I chose this book because my own life has been fraught with abuse so I am always interested in other peoples perspectives. At first I was disappointed in what she considered abuse,seemingly mild to me and part of daily living. As I got further into the book I realized that part of the power these people have is that children,having no other experience,see things as normal with the abuse and they think they are the cause of the abuse and deserve what they got. Exactly the way I felt until I was fortunate enough,as an adult,to seek very good help. It still took a long time for me to realize the abuse and start to heal. Today I live a happy and fulfilling life but every now and again I am invaded by guilt that I cut them out of my life in order to survive but now have the tools to turn that around. The author helped me to realize that her abuse was just as valid and destructive as my own and the guilt we momentarily struggle with is normal. A very good and thoughtful read.

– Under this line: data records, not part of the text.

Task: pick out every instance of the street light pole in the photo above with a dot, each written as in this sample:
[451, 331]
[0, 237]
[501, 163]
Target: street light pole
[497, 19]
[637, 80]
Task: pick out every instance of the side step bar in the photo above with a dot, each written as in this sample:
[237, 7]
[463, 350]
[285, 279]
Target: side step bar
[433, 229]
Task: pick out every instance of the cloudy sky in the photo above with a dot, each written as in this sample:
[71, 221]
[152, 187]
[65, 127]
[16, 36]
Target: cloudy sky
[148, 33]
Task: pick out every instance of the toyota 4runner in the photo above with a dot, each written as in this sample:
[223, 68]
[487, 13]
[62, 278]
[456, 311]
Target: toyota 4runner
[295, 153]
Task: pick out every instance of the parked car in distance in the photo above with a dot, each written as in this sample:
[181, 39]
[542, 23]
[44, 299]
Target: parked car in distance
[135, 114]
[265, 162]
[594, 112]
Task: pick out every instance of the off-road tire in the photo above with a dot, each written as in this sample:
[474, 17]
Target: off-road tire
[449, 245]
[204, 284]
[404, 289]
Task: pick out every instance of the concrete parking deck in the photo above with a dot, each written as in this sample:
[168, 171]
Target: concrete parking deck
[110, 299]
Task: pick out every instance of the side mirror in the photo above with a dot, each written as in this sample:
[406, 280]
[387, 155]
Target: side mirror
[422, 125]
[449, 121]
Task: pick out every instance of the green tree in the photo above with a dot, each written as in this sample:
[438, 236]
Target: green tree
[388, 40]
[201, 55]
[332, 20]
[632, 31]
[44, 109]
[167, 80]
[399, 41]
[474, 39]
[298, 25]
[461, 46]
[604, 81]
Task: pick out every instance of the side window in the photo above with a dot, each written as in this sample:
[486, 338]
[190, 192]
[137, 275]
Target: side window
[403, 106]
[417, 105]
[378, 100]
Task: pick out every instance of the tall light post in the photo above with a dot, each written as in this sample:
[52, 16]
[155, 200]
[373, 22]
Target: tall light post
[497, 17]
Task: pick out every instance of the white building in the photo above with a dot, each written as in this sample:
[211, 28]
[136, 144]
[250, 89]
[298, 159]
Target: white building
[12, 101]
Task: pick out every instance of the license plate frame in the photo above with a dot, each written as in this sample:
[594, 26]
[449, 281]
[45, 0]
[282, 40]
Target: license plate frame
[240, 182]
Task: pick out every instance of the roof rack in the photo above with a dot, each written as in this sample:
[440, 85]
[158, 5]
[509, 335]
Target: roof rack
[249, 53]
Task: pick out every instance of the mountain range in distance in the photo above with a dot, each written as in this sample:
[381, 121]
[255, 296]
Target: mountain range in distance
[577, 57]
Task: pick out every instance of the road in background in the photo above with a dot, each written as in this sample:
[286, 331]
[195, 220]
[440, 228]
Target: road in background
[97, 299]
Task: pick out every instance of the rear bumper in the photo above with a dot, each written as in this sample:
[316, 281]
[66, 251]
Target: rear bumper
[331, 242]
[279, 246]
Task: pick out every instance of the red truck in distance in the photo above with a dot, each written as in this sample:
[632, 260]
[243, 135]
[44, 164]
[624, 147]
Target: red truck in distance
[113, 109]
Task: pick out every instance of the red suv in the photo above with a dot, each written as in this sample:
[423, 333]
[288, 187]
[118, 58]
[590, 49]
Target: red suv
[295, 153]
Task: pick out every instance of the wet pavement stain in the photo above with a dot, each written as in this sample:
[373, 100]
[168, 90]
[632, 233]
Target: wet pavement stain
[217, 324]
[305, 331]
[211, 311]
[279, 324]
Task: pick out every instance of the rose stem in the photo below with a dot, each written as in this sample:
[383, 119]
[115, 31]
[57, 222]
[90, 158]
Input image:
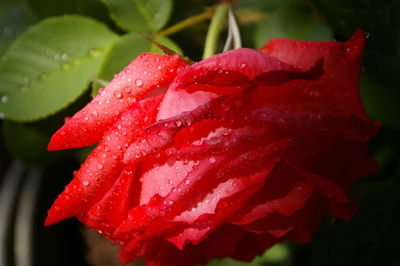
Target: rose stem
[217, 23]
[186, 23]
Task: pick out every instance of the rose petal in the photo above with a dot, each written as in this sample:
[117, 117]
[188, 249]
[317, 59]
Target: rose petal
[147, 72]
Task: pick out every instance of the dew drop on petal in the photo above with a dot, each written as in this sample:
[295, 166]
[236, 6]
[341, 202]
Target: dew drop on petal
[212, 159]
[4, 99]
[139, 83]
[118, 94]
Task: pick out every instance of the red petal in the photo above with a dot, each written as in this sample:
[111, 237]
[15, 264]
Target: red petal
[340, 83]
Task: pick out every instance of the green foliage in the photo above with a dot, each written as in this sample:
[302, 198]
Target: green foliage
[14, 19]
[50, 8]
[46, 67]
[142, 15]
[381, 20]
[50, 65]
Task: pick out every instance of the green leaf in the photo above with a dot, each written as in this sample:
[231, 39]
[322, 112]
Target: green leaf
[28, 144]
[49, 66]
[294, 23]
[124, 51]
[381, 102]
[50, 8]
[142, 15]
[277, 255]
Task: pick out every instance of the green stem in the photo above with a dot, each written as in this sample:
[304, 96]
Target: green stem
[217, 23]
[186, 23]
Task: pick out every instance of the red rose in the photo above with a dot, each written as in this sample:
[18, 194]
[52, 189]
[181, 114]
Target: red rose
[244, 149]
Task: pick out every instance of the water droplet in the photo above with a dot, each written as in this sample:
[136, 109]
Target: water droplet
[4, 99]
[139, 83]
[118, 94]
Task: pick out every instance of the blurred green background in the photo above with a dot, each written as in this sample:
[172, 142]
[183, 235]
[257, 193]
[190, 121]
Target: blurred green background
[40, 85]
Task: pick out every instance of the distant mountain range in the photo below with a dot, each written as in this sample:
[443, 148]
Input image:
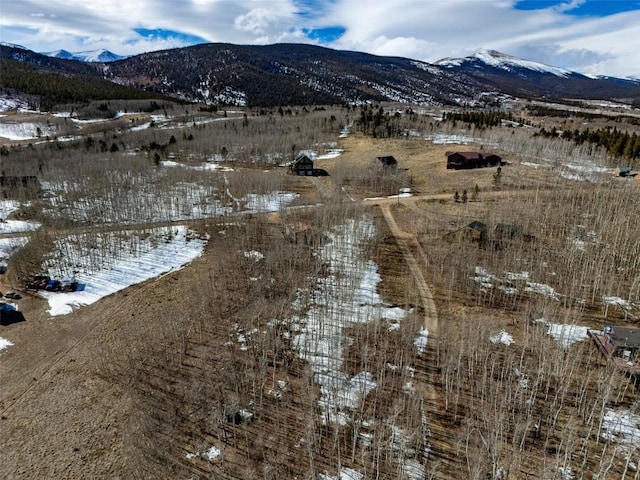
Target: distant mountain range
[301, 74]
[101, 55]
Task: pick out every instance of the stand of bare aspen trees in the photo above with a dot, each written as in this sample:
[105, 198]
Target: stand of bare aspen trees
[209, 359]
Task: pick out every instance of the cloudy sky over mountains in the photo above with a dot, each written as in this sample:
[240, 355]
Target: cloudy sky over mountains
[588, 36]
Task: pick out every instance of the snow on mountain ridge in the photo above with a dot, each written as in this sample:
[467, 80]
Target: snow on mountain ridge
[505, 62]
[100, 55]
[13, 45]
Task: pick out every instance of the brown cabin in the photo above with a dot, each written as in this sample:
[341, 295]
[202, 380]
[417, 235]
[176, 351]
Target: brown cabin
[463, 160]
[302, 165]
[386, 162]
[18, 186]
[620, 346]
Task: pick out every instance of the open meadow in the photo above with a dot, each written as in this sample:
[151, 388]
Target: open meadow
[217, 316]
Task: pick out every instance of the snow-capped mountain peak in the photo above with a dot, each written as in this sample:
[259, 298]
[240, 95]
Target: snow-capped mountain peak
[12, 45]
[101, 55]
[503, 61]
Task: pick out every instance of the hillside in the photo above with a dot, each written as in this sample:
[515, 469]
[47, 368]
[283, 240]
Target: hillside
[232, 320]
[297, 74]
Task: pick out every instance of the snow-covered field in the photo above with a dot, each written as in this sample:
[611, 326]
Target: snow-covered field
[161, 251]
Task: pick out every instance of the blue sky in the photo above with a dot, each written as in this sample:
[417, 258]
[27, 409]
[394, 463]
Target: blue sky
[588, 36]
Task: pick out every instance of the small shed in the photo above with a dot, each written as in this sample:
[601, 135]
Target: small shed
[475, 232]
[386, 161]
[302, 165]
[624, 171]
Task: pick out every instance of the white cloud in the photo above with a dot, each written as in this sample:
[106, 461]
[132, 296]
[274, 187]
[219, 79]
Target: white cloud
[423, 30]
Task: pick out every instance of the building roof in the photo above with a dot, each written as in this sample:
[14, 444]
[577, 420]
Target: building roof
[626, 337]
[477, 225]
[387, 160]
[473, 155]
[467, 155]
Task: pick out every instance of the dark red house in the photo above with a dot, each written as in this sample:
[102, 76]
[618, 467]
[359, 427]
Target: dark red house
[461, 160]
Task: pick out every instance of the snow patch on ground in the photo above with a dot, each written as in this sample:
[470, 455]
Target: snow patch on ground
[420, 341]
[502, 337]
[347, 296]
[565, 334]
[269, 202]
[4, 343]
[169, 253]
[622, 426]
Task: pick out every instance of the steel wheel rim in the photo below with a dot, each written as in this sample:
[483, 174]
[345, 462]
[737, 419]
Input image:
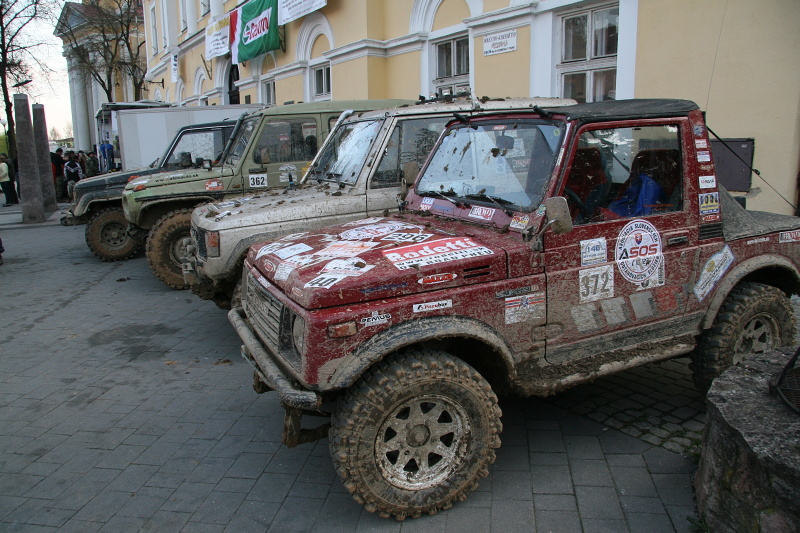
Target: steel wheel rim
[757, 336]
[113, 234]
[422, 442]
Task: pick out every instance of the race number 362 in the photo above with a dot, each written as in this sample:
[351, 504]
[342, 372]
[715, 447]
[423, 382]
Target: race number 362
[258, 180]
[597, 283]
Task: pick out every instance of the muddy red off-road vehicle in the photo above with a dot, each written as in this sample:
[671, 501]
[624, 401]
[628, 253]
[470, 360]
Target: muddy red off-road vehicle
[538, 249]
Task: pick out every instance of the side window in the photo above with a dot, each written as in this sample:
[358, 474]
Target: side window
[625, 172]
[287, 140]
[409, 146]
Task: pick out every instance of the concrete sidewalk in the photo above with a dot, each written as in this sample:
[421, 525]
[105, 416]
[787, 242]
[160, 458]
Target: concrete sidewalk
[124, 406]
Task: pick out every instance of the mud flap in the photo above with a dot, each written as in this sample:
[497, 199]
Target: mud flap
[294, 435]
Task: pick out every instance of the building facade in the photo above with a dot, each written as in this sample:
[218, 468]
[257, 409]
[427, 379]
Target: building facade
[735, 58]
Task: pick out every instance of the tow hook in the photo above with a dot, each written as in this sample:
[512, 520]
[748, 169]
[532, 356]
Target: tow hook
[294, 435]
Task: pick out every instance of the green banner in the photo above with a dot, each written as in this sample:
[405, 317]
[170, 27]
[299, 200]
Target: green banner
[256, 30]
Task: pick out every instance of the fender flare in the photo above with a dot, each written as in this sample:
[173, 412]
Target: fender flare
[741, 271]
[413, 332]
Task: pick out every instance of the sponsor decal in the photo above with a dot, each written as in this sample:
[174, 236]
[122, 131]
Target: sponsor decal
[346, 248]
[433, 279]
[708, 182]
[520, 222]
[364, 221]
[482, 213]
[375, 319]
[709, 203]
[596, 283]
[325, 281]
[638, 251]
[289, 251]
[514, 292]
[214, 185]
[407, 237]
[712, 272]
[593, 251]
[432, 306]
[371, 231]
[435, 252]
[524, 308]
[387, 287]
[789, 236]
[353, 266]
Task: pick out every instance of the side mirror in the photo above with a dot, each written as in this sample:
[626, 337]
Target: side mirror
[558, 215]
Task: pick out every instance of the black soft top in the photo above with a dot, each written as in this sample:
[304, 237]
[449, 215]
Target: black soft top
[626, 109]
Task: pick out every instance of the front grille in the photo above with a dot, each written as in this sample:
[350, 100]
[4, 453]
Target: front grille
[272, 322]
[199, 237]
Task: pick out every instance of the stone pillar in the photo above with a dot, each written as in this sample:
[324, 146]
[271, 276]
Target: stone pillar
[43, 158]
[32, 204]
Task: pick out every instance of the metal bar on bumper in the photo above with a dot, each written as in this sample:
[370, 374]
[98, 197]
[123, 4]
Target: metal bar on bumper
[272, 374]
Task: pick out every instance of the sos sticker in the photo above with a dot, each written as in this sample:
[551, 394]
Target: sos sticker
[638, 251]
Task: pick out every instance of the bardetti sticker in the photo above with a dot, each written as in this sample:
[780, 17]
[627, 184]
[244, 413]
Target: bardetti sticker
[638, 251]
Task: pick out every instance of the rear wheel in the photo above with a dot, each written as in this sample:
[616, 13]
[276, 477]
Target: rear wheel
[167, 247]
[415, 434]
[106, 236]
[755, 318]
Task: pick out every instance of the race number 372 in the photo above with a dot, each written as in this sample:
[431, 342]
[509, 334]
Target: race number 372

I’ve been thinking about how to review this book since starting it. Initially, I was drawn to the narrative; the past and present chapters complementing each other as the reader transverses the pages from childhood to adulthood and the in-between. The reflection from the author was no doubt a healing experience, and it was enlightening to put oneself in her shoes and imagine the circumstances. I expected a well-written and heartfelt memoir, but I didn’t expect to connect so readily to the transformation and process that is “Ungrieving”
A well-paced, heartbreaking, reflective timeline of one of the worst realizations a child can come to. While it can be a difficult read, it nevertheless had me thinking about the relationships in my own life that have had emotionally abusive elements, and realizing why I still dwell on them from time to time.
There are pieces in this story that I would have liked to know more about - in particular, I would have liked to hear more of Jennifer Flatt's sister's point of view regarding estrangement and re-connection - but the book remains powerful in the moments where it chooses to linger.